While the main conference programme is aimed at professional academics, there will be free evening lectures as follows:

Tuesday 13th September, 6 pm: The end-Triassic mass extinction and its role in resetting ichthyosaur and dinosaur evolution, by Michael Benton (you can read an earlier blog post on this subject).

Wednesday 14th September, 6 pm: Scelidosaurus from Lyme Bay, the world's first complete dinosaur, by David Norman (you can read an earlier blog post on this subject).

Friday 16th September, 6 pm: Pterosaurs: the Leathery Winged Revolution, by Mark Witton.

Thursday, 8 September 2011

Yet another Ichthyosaur emerges from the cliffs...

On his blog yesterday, Ben Brooks described A rare summer find in Lyme Regis:

About two weeks ago, after the Lyme Regis Museum‘s fossil walk on the 27th August, there was an interesting find on the Church Cliffs landslip east of Lyme Regis. Paddy Howe, fossil walk leader and the museum’s resident geologist was walking back from the end of the walk with myself and Chris Andrew (the museum’s education officer) when he spotted something in the shales of the landslip...
Visit Ben's blog to read the full story!

Friday, 2 September 2011

Museum Events in September

Fossil hunters Paddy Howe and Chris Andrew give talks about fossils. Amazing fossils to see and handle. Ask questions and bring your finds for identification.

MONDAY 5 SEPTEMBER 2.30pm meet at museum
Take a walk with Daphne Baker through the Lyme Regis that Mary Anning would have known. Takes about 1½ hours. Limited numbers so please book.

TUESDAY 6 SEPTEMBER 2.30pm meet at Lifeboat Station
A walk around the Lyme Regis of Jane Austen’s time, with Fred Humphrey in the guise
of Admiral Croft. Takes about 1½ hours. Limited numbers so please book.

THURSDAY 8 SEPTEMBER 11am meet at Boat Building Academy
A stroll to visit boats at the Boat Building Academy, the gig shed and the harbour, with boatbuilder Gail McGarva. Takes about 1½ hours. Limited numbers so please book.

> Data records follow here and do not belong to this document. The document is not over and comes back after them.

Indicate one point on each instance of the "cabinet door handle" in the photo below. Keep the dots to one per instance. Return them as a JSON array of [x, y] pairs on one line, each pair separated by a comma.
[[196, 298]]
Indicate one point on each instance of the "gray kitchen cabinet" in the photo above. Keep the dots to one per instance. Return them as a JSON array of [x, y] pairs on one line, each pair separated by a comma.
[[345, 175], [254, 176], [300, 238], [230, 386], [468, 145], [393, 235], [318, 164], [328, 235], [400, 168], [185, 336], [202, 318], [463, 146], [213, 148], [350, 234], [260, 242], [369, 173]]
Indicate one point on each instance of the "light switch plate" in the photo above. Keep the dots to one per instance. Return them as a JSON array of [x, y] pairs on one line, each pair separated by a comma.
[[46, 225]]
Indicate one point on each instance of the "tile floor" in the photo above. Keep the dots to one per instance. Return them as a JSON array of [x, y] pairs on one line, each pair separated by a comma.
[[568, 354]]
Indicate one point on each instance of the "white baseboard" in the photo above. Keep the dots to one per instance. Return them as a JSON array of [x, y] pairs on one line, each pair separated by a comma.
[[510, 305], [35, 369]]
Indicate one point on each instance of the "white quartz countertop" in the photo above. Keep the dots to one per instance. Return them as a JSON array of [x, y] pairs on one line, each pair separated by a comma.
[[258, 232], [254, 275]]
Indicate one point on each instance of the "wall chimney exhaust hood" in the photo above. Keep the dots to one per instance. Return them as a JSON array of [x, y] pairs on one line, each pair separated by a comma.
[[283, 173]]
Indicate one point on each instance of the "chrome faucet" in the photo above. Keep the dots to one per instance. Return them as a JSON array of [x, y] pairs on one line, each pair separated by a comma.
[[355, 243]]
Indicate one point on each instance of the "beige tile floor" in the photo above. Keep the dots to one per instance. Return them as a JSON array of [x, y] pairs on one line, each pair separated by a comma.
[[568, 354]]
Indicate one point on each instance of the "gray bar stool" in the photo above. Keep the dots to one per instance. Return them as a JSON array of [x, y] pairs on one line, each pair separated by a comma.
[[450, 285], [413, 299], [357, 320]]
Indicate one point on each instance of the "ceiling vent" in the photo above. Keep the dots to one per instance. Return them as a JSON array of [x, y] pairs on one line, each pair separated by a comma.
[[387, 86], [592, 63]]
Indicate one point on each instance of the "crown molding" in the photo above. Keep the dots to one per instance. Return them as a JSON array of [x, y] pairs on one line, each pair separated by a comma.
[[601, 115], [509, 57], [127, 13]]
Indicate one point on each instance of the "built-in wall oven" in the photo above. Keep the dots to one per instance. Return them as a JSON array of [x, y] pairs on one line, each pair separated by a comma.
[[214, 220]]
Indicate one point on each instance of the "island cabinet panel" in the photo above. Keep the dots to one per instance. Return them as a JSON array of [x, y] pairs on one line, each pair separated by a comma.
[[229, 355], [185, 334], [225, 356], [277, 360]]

SATURDAY 10 SEPTEMBER 2.00pm meet at Lifeboat Station
From the Cobb, Richard Bull shows how and where stone was quarried from Lyme’s
beaches and cliffs, to be traded around the world. Limited numbers so please book.

FRIDAY 16 SEPTEMBER from 6pm – everyone welcome
A celebration of the opening of the museum’s Artsfest exhibition ‘Maritime
Photographs’ by the Heritage Coast U3A photographic group.

A talk by Sandra Lello about this influential American-born artist – a wit, dandy and shameless self-promoter who worked in Lyme in the late 1800s.

SATURDAY 24 SEPTEMBER 10.00am to 5pm FREE admission
A celebration of 200 years of discovery. Historic and contemporary fossil collecting explored in family activities and talks, including celebrity author Tracy Chevalier and renowned botanist Sir Ghillean Prance. See museum website or telephone 01297 443370 for full details.

Sandra Lello talks about John Fowles, the author who created French Lieutenant’s Woman, his life, work and contribution to Lyme.